The fans were accused of backing a racist mascot and endured other verbal abuse, according to a female fan from Alexandria.

“Going up against Amanda Blackhorse?" Hawkins was quoted as saying. "It’s like playing football and they’re going to have (Redskins quarterback Robert Griffin III). I am just an average fan. These are activists who have media training and talking points.”
Media training? No. Blackhorse was simply better than you because the facts were on her side.

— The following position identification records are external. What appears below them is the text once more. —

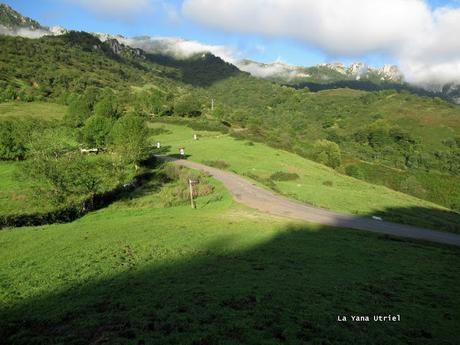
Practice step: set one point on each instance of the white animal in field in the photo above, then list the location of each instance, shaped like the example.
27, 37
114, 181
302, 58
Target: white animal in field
88, 151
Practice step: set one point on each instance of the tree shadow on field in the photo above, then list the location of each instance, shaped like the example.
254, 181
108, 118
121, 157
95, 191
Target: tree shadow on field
287, 290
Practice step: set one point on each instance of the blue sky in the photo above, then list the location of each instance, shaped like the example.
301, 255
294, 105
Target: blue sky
166, 19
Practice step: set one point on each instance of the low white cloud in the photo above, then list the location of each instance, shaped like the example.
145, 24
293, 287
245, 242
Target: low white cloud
181, 48
423, 40
275, 69
24, 32
126, 9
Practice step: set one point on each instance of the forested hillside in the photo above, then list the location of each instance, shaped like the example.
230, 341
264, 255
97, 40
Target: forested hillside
407, 142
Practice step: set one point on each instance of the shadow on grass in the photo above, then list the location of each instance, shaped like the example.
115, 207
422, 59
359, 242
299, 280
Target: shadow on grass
288, 290
436, 219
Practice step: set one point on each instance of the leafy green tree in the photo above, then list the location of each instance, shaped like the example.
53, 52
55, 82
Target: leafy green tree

Fan Showdown With Native Americans

By Matt Essert[M]ore importantly, though these fans felt attacked, they are supporters of a racist team name and mascot, and they should be ready and willing to defend their views to the very people their racism hurts. It's one thing to try to ignore the racism in the comfort of your own home watching your team play once a week, but it's an entirely different, and more real, situation when you're actually being confronted by the very people you continuously attack with your ignorant and hateful words. This team name debate has been around for long enough that those who still support this name should have given their views some very serious thought. You can keep telling yourself you're just "honoring Native Americans," but the truth of the matter is that you're not, and it shouldn't take a group of Native Americas staring you in the face to realize that.Another column wasn't a response to the Daily Show, but it suggests how desperate the NFL is for good news.

Could ditching ‘Redskins’ take heat off the NFL?

By Jonathan CapehartWhat the NFL needs right now more than anything is something so mind-blowing that it changes the relentless and deserved negative narrative about the league and its haphazard handling of players embroiled in personal and legal troubles. All that’s required is for Dan Snyder to change the name of his football team, the Washington “Redskins.”

Snyder has been adamant about not changing the offensive name. Last year, he told USA Today, “We will never change the name of the team.” When ESPN asked him this month why not, he gave a laughable answer. “The name of our team is the name of our team,” Snyder said. “It represents honor. It represents pride. It represents respect.” No, it doesn’t. The team’s name is a slur against Native Americans.

That’s why my colleagues on The Post editorial board and I wrote last month, “[W]hile we wait for the National Football League to catch up with thoughtful opinion and common decency, we have decided that, except when it is essential for clarity or effect, we will no longer use the slur ourselves.” That’s why Sen. Maria Cantwell (D-Wash.) is seeking to strip the NFL of its tax-exempt status. “This is not about team tradition,” she said at a news conference Tuesday. “This is about right and wrong.” And that’s why Ray Halbritter of the Oneida Indian Nation was able to slam the football league as “showing commercial and moral arrogance, and a blatant lack of respect for those being negatively impacted.”

With one decision, Snyder could reverse some of the commercial and moral arrogance the NFL has placed on ample display. No doubt, it would be a highly cynical move. The name change would be big news that would bump off the front pages, for a few days at least, the domestic violence and child abuse charges facing Adrian Peterson, Ray Rice, Jonathan Dwyer and Greg Hardy. But the long-term impact would benefit the Washington team and the league—both their respective bottom lines and their reputations.